Outside of her work for The Cube, Lin also was a Product Intern for WillowTree, where she worked with well-known companies like HomeGoods and Sling to analyze user interviews, complete spreadsheet data analyses, screening, and user research. She also developed a proposal for AfterHours, an app that helps freshman students address their questions and concerns as they transition to college life.
“Working alongside full-time researchers and designers with big-name companies like Sling and HomeGoods helped me understand how my skills fit in the context of the tech industry,” said Lin who has accepted a full-time job offer as an Associate Product Strategist at WillowTree and will move to Virginia in August.
Within her Experience Architecture major, the principle of accessibility guides each project Lin works on. She also was involved with the Accessibility Internet Rally, which allowed her to lead a team of four people through a six-week website accessibility redesign for the egalitarian synagogue Shaare Tefila.

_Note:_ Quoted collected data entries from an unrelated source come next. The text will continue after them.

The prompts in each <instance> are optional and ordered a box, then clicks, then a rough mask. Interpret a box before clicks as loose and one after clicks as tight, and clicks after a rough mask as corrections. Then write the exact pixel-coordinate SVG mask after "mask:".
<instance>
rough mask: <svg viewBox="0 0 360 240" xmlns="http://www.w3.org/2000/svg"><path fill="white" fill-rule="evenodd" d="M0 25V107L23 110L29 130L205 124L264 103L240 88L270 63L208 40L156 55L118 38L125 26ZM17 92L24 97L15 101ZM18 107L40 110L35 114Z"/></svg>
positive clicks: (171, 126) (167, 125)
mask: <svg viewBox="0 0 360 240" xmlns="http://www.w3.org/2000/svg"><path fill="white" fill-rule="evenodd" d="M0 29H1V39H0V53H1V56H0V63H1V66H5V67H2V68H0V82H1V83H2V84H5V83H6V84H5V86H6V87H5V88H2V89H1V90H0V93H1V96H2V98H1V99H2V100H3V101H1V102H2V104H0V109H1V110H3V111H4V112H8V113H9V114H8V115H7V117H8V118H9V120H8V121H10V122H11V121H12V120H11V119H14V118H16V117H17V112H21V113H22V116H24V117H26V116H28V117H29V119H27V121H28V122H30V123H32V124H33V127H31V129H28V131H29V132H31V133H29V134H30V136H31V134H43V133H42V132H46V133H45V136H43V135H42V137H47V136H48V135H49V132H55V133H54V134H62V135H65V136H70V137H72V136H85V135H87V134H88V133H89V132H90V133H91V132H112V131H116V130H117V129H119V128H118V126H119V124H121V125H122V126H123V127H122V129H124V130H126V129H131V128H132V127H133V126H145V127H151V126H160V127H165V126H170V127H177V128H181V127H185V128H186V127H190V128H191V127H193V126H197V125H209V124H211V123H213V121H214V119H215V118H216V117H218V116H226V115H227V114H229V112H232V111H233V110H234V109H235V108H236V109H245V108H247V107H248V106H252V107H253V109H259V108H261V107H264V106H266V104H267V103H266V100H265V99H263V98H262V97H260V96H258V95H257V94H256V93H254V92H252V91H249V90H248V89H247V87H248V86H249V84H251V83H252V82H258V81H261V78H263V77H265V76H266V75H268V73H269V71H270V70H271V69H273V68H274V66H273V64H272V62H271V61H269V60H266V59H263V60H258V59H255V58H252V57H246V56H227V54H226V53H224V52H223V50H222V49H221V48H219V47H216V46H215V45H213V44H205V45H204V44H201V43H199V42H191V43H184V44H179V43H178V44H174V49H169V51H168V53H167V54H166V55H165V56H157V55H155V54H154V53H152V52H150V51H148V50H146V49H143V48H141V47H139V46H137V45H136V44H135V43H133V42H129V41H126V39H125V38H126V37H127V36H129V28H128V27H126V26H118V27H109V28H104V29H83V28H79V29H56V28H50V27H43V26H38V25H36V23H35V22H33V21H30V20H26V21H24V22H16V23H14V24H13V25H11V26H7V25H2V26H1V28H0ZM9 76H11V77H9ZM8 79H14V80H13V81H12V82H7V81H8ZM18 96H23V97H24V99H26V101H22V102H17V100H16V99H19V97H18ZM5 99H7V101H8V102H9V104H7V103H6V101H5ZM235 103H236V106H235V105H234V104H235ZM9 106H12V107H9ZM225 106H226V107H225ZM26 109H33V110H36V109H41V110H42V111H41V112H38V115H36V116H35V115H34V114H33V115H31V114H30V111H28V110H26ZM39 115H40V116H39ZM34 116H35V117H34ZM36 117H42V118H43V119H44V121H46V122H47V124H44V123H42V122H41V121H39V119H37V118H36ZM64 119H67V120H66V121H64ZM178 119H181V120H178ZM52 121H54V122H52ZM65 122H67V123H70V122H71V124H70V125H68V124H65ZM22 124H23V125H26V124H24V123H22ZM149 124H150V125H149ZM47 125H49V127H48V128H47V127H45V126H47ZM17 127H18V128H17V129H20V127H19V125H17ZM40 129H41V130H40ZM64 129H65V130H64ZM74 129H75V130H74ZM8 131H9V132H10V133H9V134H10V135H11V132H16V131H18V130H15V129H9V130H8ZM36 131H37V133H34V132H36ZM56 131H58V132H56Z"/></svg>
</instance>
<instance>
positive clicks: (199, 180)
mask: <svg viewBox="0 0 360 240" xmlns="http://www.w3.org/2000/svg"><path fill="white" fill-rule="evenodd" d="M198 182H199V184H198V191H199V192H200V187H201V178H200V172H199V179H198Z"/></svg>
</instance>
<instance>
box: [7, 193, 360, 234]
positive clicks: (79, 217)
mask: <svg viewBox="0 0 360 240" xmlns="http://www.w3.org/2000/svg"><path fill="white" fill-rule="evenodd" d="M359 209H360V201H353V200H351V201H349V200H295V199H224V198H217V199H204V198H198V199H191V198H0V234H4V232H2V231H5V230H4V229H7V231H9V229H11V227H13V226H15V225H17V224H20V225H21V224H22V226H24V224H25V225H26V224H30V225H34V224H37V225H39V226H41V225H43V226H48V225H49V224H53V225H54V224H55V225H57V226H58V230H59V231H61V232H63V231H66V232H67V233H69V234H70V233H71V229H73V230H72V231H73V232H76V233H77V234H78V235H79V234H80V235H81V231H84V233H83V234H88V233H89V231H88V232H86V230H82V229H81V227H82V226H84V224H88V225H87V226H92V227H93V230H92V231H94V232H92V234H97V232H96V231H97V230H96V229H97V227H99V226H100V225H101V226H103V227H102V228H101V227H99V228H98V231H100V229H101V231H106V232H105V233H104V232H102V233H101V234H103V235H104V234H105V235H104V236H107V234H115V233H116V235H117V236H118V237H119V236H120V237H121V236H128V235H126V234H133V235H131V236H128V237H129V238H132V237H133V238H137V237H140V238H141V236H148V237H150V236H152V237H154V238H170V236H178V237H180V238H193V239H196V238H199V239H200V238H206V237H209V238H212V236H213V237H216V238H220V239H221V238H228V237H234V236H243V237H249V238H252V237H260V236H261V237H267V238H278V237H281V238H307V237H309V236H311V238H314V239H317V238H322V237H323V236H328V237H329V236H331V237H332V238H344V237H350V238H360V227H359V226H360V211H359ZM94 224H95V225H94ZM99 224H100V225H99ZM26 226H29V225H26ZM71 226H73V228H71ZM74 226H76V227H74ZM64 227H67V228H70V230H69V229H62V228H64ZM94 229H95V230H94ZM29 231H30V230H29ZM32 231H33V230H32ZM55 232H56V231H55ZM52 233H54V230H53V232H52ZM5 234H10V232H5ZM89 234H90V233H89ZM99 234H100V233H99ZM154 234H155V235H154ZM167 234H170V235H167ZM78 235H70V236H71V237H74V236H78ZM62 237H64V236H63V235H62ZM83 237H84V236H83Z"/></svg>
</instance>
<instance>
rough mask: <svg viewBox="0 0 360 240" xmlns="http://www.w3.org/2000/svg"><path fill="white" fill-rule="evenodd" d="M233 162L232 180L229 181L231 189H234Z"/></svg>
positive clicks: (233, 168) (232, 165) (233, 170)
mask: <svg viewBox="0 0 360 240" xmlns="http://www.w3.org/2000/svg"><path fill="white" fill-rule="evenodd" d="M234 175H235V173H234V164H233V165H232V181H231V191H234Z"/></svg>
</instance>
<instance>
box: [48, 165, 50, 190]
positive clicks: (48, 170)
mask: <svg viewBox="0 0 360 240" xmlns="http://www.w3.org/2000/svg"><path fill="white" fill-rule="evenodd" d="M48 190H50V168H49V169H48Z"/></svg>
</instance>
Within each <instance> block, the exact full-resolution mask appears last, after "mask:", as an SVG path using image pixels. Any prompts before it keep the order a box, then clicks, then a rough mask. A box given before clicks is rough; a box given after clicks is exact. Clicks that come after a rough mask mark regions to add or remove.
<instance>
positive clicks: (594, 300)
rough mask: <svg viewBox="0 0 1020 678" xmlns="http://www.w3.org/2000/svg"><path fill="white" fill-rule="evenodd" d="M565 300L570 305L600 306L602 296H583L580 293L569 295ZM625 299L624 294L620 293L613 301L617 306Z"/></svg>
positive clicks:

Lin also worked with Hee Rin Lee, Assistant Professor of Media and Information, on two separate projects, UX Research for Caregivers and Dementia Dyads Research, which both address healthcare and caregiving concerns. Lin’s assistance on the UX Research for Caregivers project bolstered the submission of this research to the 2021 Conference on Computer-Supported Cooperative Work and Social Computing and she is listed as a co-author for the cancer caregiver study publication.
“As a student in the Experience Architecture program, Emily has provided consistent and guiding leadership for her fellow students in the major and across campus,” said WRAC faculty members Christina Boyles, Liza Potts, and Casey McArdle in their nomination letter for the College of Arts & Letters Outstanding Senior Achievement Award. “She is dedicated to helping students find their individual areas of strength through leadership and support.”
“Emily is the rare student who is willing to take risks, make mistakes, and learn from those mistakes, all while infusing infectious joy to conversations, meetings, and entire projects. I have no doubt whatsoever that she will go on to do great things as a College of Arts & Letters alumna.”Kate Birdsall, Associate Professor and Director of the Cube
Lin has seized various opportunities to grow professionally outside of the classroom as well, which is exemplified by her participation in a week-long study away to Silicon Valley, where she learned about accessibility from professionals in the industry. She also participated in the Teach Access Study Away competition, where she collaborated with a team of four to design a set of guidelines for an unexplored area of digital accessibility. Lin and her team ended up winning the Bronze Design Award for developing a set of Web Content Accessibility Guidelines for mental health conditions.
“Emily is the rare student who is willing to take risks, make mistakes, and learn from those mistakes, all while infusing infectious joy to conversations, meetings, and entire projects,” Birdsall said. “I have no doubt whatsoever that she will go on to do great things as a College of Arts & Letters alumna.”